Each model represents a well-defined group of related information. This helps us create clear boundaries between different types of data and workflows. For example:

  • The EnergySchema model contains various types of energies (e.g., total energy, kinetic energy, zero-point energy).
  • The QCSchema model represents quantum chemical systems, including their molecular geometry, basis sets, and computational methods.

But models in atomea aren't limited to scientific results. We also use them to define the parameters and behavior of software execution environments. This makes them especially powerful for automating complex workflows. For instance:

  • To run molecular dynamics simulations with Amber, you need to specify many input parameters. Remembering all the defaults and syntax can be tedious. With atomea, these inputs are encapsulated in a Pydantic model that serves both as documentation and as a validation tool, ensuring your simulation configuration is complete and correct.
  • Similarly, to run jobs on high-performance computing (HPC) clusters using Slurm, we provide a SlurmSchema model. This model captures the structure of a Slurm job submission script. You can dynamically define and update this schema in Python, and atomea can then render it into a ready-to-run Slurm script.

Here's a simplified example of a model in atomea:

from pydantic import BaseModel

class EnergySchema(BaseModel):
    total_energy: float
    kinetic_energy: float | None = None
    zero_point_energy: float | None = None

This guarantees that total_energy must always be present and must be a float, while the other two fields are optional. Pydantic automatically validates the types, fills in defaults, and provides helpful error messages when input data is malformed.

Fields

Pydantic fields are the individual components that make up a model. Each field defines the characteristics of a single piece of data—its type, default value, constraints, and validation rules. In atomea, fields are used to express the exact expectations for a particular value within a model. This allows us to ensure data integrity, provide clear documentation, and enable rich tooling like autocompletion and error checking. At its simplest, a field is just a type-annotated class attribute:

from pydantic import BaseModel

class MoleculeSchema(BaseModel):
    name: str
    charge: int = 0

In this example:

  • name is a required field of type str.
  • charge is an optional field of type int with a default value of 0.

But fields can do much more than that.

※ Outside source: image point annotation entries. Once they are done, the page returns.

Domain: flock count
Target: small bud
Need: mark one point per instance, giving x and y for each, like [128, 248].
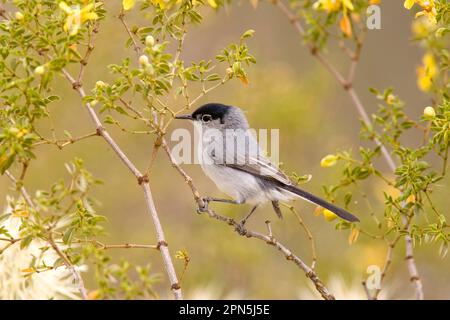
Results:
[19, 15]
[390, 99]
[329, 215]
[100, 84]
[149, 41]
[429, 112]
[39, 70]
[328, 161]
[143, 60]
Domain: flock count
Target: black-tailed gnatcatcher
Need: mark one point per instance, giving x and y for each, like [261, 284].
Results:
[240, 169]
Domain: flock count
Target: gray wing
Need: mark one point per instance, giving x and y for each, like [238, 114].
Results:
[247, 157]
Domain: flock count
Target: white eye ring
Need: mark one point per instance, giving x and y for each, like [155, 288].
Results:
[206, 118]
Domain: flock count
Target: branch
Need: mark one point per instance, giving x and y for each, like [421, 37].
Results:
[348, 87]
[68, 264]
[142, 180]
[70, 267]
[269, 239]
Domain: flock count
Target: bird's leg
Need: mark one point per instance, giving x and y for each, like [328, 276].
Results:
[276, 208]
[240, 228]
[207, 200]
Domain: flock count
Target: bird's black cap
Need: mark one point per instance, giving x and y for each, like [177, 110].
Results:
[215, 110]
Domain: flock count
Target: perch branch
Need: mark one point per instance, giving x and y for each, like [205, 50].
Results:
[269, 239]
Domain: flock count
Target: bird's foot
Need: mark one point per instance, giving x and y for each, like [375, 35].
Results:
[204, 208]
[240, 228]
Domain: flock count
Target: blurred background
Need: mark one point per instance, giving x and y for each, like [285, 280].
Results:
[288, 89]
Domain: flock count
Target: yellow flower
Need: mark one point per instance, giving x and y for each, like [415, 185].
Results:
[39, 70]
[212, 3]
[353, 236]
[329, 215]
[429, 112]
[19, 15]
[328, 161]
[427, 72]
[422, 27]
[159, 3]
[76, 16]
[428, 8]
[149, 41]
[346, 25]
[143, 60]
[333, 5]
[128, 4]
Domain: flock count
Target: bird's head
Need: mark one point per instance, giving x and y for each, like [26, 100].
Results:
[217, 116]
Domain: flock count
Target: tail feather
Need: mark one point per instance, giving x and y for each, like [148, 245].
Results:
[320, 202]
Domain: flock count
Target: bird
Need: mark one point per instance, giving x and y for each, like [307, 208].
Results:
[241, 170]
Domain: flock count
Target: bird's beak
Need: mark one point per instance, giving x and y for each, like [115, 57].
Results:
[185, 117]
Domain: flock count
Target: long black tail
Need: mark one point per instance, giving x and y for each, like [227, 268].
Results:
[320, 202]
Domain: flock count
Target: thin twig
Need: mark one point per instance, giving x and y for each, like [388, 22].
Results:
[70, 267]
[270, 240]
[68, 264]
[308, 234]
[347, 85]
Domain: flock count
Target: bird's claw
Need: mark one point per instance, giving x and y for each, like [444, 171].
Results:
[204, 208]
[240, 228]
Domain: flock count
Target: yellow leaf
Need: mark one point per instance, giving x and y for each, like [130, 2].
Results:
[348, 4]
[159, 3]
[318, 211]
[21, 213]
[128, 4]
[93, 295]
[328, 161]
[409, 4]
[353, 236]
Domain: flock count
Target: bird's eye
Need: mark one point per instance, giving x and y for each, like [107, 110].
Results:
[206, 118]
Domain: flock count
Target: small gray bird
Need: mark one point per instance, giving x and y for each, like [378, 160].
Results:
[233, 160]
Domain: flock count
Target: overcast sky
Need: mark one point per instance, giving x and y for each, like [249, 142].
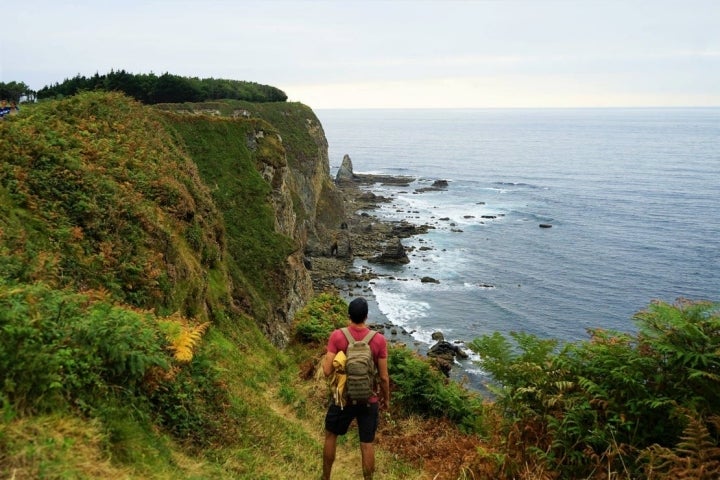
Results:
[375, 53]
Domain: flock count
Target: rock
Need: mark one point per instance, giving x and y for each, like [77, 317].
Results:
[444, 354]
[393, 253]
[345, 174]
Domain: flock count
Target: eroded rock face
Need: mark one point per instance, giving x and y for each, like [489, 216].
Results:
[345, 174]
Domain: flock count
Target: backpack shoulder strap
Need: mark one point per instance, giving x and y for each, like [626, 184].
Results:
[348, 335]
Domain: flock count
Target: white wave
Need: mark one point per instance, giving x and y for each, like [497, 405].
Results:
[398, 309]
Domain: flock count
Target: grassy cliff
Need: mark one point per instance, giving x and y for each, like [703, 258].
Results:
[138, 256]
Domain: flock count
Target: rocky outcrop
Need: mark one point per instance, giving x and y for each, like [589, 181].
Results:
[393, 253]
[444, 353]
[345, 173]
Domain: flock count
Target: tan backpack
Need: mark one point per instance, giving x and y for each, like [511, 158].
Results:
[360, 368]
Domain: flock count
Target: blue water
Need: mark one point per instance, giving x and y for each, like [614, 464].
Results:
[633, 196]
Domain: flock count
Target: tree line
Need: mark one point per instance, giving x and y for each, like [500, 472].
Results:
[165, 88]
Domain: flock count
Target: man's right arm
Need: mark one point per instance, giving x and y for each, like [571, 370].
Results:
[384, 382]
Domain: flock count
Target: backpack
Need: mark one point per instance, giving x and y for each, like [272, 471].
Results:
[360, 368]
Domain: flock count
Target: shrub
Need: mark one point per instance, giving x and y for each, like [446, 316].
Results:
[59, 348]
[597, 403]
[317, 320]
[424, 390]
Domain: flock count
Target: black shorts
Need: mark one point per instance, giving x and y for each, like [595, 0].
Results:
[338, 420]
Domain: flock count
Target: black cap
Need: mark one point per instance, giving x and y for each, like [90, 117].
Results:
[358, 310]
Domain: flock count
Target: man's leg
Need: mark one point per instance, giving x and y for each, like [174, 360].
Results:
[329, 453]
[367, 450]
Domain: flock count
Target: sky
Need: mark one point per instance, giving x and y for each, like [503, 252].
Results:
[384, 53]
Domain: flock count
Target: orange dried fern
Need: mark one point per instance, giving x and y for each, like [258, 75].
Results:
[183, 338]
[696, 456]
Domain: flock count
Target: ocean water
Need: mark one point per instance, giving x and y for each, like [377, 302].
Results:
[633, 197]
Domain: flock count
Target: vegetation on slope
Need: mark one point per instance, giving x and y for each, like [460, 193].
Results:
[151, 88]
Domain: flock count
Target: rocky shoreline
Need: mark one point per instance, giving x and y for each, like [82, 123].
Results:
[363, 235]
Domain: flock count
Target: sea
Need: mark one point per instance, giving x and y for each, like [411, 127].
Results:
[628, 200]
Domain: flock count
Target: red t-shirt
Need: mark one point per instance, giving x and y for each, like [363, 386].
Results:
[338, 342]
[378, 345]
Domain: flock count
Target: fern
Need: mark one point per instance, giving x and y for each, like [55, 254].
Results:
[182, 337]
[696, 456]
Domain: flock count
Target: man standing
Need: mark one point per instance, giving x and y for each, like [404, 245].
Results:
[338, 418]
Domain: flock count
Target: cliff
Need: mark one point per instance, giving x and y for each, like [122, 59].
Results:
[283, 143]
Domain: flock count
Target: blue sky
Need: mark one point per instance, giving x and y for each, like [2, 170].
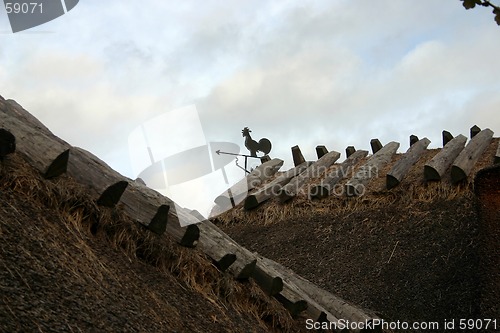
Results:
[333, 72]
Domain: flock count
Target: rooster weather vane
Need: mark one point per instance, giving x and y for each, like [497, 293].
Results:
[263, 146]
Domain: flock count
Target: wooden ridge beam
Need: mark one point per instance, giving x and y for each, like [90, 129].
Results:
[469, 156]
[403, 165]
[273, 188]
[318, 168]
[437, 166]
[327, 185]
[50, 155]
[239, 191]
[356, 185]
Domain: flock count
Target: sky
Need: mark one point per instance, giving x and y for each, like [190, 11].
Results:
[333, 73]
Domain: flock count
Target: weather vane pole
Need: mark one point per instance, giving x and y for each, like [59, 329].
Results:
[264, 146]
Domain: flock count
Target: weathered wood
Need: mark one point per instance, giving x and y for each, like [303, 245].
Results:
[58, 166]
[297, 156]
[469, 156]
[239, 191]
[376, 145]
[293, 297]
[319, 300]
[7, 143]
[158, 223]
[111, 195]
[413, 139]
[273, 188]
[447, 137]
[497, 155]
[435, 168]
[295, 307]
[327, 184]
[265, 159]
[349, 151]
[318, 168]
[320, 151]
[39, 147]
[474, 130]
[356, 185]
[210, 242]
[217, 245]
[271, 285]
[402, 166]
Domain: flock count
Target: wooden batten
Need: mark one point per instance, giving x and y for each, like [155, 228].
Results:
[58, 166]
[111, 195]
[356, 185]
[376, 145]
[217, 245]
[297, 156]
[320, 303]
[447, 137]
[270, 284]
[413, 139]
[474, 130]
[469, 156]
[7, 143]
[326, 186]
[319, 167]
[403, 166]
[51, 156]
[320, 151]
[349, 151]
[239, 191]
[497, 154]
[435, 168]
[158, 224]
[273, 188]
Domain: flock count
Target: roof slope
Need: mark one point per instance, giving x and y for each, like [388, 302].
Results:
[71, 265]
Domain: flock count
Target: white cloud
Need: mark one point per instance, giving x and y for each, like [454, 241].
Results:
[324, 72]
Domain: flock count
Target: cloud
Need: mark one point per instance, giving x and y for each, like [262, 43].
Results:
[326, 72]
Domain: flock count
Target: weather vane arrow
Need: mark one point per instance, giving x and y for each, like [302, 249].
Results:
[218, 152]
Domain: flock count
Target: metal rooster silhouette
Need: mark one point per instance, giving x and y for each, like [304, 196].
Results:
[264, 145]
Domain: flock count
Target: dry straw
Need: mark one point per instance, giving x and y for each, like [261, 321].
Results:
[85, 220]
[412, 192]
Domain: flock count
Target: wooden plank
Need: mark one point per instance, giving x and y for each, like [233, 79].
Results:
[357, 184]
[216, 244]
[270, 284]
[474, 130]
[447, 137]
[497, 155]
[435, 168]
[112, 194]
[349, 151]
[7, 143]
[58, 166]
[317, 298]
[239, 191]
[320, 151]
[36, 144]
[413, 139]
[376, 145]
[297, 156]
[469, 156]
[327, 185]
[318, 168]
[273, 188]
[39, 147]
[403, 165]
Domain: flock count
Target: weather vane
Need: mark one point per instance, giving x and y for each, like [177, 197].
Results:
[263, 146]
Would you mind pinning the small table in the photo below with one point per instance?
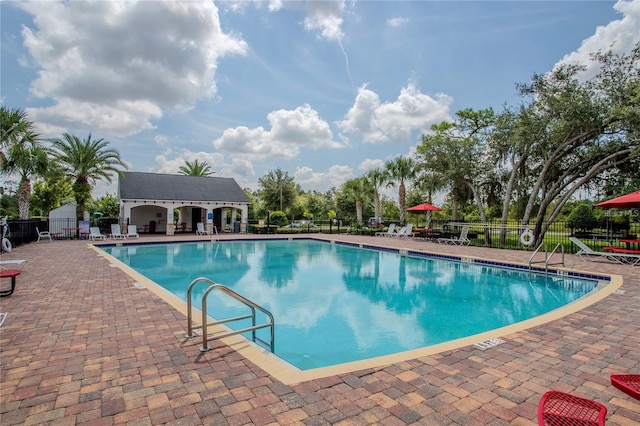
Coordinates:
(9, 273)
(70, 232)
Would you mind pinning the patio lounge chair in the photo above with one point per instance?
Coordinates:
(132, 231)
(200, 229)
(559, 408)
(587, 253)
(404, 232)
(115, 231)
(462, 240)
(390, 232)
(94, 234)
(43, 234)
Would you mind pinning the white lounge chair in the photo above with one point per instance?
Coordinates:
(95, 234)
(115, 232)
(132, 231)
(461, 240)
(391, 231)
(43, 235)
(404, 232)
(587, 253)
(200, 229)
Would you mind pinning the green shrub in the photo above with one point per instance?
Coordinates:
(582, 218)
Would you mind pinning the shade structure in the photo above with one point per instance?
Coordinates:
(628, 201)
(424, 207)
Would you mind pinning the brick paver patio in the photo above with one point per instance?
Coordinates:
(82, 344)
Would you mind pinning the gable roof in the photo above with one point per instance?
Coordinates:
(165, 187)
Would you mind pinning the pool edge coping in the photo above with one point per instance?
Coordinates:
(290, 375)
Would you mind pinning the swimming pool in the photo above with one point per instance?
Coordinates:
(338, 303)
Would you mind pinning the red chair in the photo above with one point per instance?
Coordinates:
(562, 409)
(627, 383)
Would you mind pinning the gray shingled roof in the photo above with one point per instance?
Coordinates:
(156, 186)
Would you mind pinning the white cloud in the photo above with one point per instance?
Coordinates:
(371, 164)
(619, 35)
(114, 66)
(325, 17)
(240, 168)
(309, 179)
(397, 22)
(394, 121)
(290, 130)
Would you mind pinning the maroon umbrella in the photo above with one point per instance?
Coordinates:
(425, 207)
(628, 201)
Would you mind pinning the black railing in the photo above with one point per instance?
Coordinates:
(23, 231)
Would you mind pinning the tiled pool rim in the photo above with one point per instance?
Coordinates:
(288, 374)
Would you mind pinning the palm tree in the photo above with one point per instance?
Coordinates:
(21, 153)
(401, 170)
(85, 162)
(377, 178)
(196, 168)
(357, 189)
(14, 124)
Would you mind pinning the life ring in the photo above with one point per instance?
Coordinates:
(526, 238)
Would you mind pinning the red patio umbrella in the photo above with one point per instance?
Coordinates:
(425, 207)
(628, 201)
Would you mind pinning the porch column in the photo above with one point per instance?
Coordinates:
(244, 218)
(171, 226)
(209, 223)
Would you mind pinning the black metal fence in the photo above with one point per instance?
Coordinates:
(22, 231)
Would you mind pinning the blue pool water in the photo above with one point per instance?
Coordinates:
(335, 303)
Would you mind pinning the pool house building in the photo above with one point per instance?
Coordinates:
(168, 204)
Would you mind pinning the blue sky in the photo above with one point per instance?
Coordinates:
(325, 90)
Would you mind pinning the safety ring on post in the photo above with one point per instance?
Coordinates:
(526, 238)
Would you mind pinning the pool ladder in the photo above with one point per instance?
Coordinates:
(204, 326)
(547, 256)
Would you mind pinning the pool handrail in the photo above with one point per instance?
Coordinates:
(252, 306)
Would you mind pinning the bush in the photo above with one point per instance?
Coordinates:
(278, 218)
(582, 218)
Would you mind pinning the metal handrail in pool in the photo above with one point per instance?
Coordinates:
(250, 304)
(547, 256)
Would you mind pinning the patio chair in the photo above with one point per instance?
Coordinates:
(43, 235)
(462, 240)
(558, 408)
(95, 234)
(404, 232)
(390, 231)
(132, 231)
(627, 383)
(116, 233)
(587, 253)
(200, 229)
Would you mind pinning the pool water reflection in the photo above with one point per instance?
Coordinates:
(335, 303)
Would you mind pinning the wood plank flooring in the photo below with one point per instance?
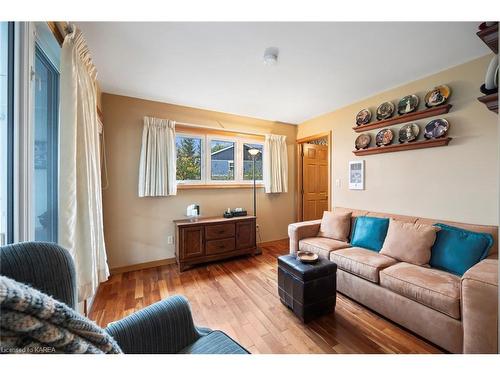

Using the Field() function, you can add:

  • Validation constraints (e.g., min/max values, regex patterns)
  • Metadata (e.g., descriptions, units)
  • Examples or aliases for documentation and flexibility
from pydantic import BaseModel, Field

class SimulationSettings(BaseModel):
    temperature: float = Field(..., gt=0, description="Temperature in Kelvin")
    timestep: float = Field(1.0, ge=0.1, le=5.0, description="Time step in femtoseconds")

Here:

  • temperature must be a positive float and is required (... indicates no default).
  • timestep must be between 0.1 and 5.0 fs, with a default of 1.0.

Fields can also incorporate custom validators when standard constraints aren’t sufficient. This is helpful for domain-specific rules—for example, ensuring that a string field matches a specific format used in quantum chemistry input files.